Who Wants Turkey Surprise?

Last updated: July 29th, 2023 | Originally published: November 26, 2021
turkey surprise

Its Thanksgiving and we are in Charleston, SC — right where we wanted to be for Christmas this year. It is beautiful here, the weather is warm, and our church community has been awesome.

We were invited by a friend to a third-party home to have Thanksgiving dinner with four other families. It feels weird to go to someone’s house — that I don’t know — who personally did not invite me. I’ve considered claiming to be sick to get out of it. It’s not so much that I feel under the weather, it’s that I’m anxious about taking Parker to a stranger’s house.

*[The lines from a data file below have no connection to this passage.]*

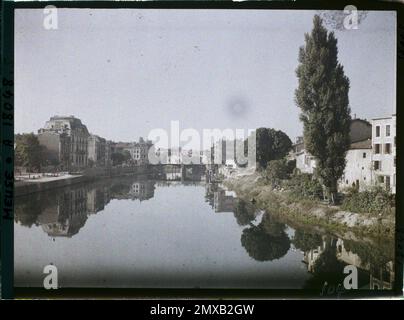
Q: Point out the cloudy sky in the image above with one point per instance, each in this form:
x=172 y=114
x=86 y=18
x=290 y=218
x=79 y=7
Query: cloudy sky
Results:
x=126 y=72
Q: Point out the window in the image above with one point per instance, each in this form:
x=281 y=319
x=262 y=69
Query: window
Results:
x=377 y=131
x=388 y=130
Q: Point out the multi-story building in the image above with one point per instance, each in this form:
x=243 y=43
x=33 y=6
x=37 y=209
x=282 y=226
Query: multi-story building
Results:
x=305 y=162
x=140 y=151
x=77 y=134
x=358 y=171
x=97 y=150
x=358 y=165
x=384 y=151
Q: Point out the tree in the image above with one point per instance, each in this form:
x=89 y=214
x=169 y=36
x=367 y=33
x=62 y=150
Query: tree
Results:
x=28 y=152
x=119 y=158
x=322 y=96
x=336 y=19
x=271 y=144
x=244 y=212
x=263 y=246
x=276 y=171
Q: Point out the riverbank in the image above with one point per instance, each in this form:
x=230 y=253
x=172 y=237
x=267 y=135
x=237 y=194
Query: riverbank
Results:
x=40 y=184
x=305 y=211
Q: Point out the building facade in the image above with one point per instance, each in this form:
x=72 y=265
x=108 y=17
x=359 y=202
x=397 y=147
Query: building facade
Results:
x=77 y=134
x=97 y=150
x=57 y=148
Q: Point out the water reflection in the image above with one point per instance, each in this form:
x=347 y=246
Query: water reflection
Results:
x=63 y=212
x=263 y=237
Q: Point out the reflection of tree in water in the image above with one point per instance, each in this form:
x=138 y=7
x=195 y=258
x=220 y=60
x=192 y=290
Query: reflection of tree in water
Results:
x=244 y=212
x=306 y=241
x=267 y=241
x=373 y=256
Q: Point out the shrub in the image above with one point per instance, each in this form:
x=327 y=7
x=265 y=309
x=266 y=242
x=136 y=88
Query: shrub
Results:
x=375 y=200
x=304 y=185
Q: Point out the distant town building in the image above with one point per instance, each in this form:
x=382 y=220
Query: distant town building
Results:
x=77 y=141
x=305 y=162
x=140 y=150
x=57 y=148
x=384 y=151
x=358 y=171
x=97 y=150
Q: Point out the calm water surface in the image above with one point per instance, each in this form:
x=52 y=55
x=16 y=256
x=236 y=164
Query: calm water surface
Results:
x=145 y=233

You see, Parker woke this morning, strolled naked into the living room with tape measure in hand, looked around the room and proclaimed the world is requiring too much because “his measurement” isn’t enough. Let that sink in for a moment.

I was so disgusted that I sent him back to his room to try again. Not to measure again, but to try to act like a 16-year-old, autistic, young man with clothing on his body… again.

I told him what he is doing is not “socially acceptable”.

turkey surprise

Now why — on earth — would I want to take THAT kind of behavior to a stranger’s house on Thanksgiving? And I’m flying solo because the hubs is at work so he can’t support me when it gets too weird. And it will absolutely, without question, end up far too weird at some point.

Parker is like a loud, attention-prying, self-promoting side dish that I would not choose to bring to a Thanksgiving dinner. He’s like the baked beans that no one touches at the church potluck. Inevitably there will be that awkward moment at the end of the function where I pick-up the untouched dish and walk of shame it to the car.

Perhaps someday I’ll sacrifice the crock pot and let the beans figure it out. I’ve considered it before.

turkey surprise

If Parker were a side-dish we would call him Turkey Surprise! As an attention-prying side-dish, he would act as if he’s the main dish, gobble-gobble-gobbling up all the conversation.

“Have you seen Pulp Fiction? How about Braveheart? Goodfellas? Shawshank Redemption? Dude, where were you in the 1990’s?”

And even though there’s a beautifully cooked bird centered on the table, and it is surrounded by gourmet dressing, sumptuous potatoes, rich gravy, and heavenly rolls, Turkey Surprise will spill onto everyone’s plate and demand to be eaten first. That’s Parker.

So the question is…

Do I leave him at home because I’m too embarrassed? He will never learn social skills if I do. And it’s Thanksgiving! I can’t do that to him.

Or do I commit the socially irresponsible faux pas of bringing Turkey Surprise to Thanksgiving and cringe as everyone forks it into a corner of their plate?

This is the struggle. This is why I can’t have nice things! Or friends!

Happy Thanksgiving, y’all! Be thankful for what you have, and what you don’t have.

EDIT!

So, P didn’t make it. I left it up to him. The requirement to go was 1. Shower 2. Put clothes on

He decided it wasn’t worth it and said he would rather stay home. I accepted that and brought him home an instant pot plate of mashed potatoes, turkey, ham, stuffing, and gravy. It was a Happy Thanksgiving had by all!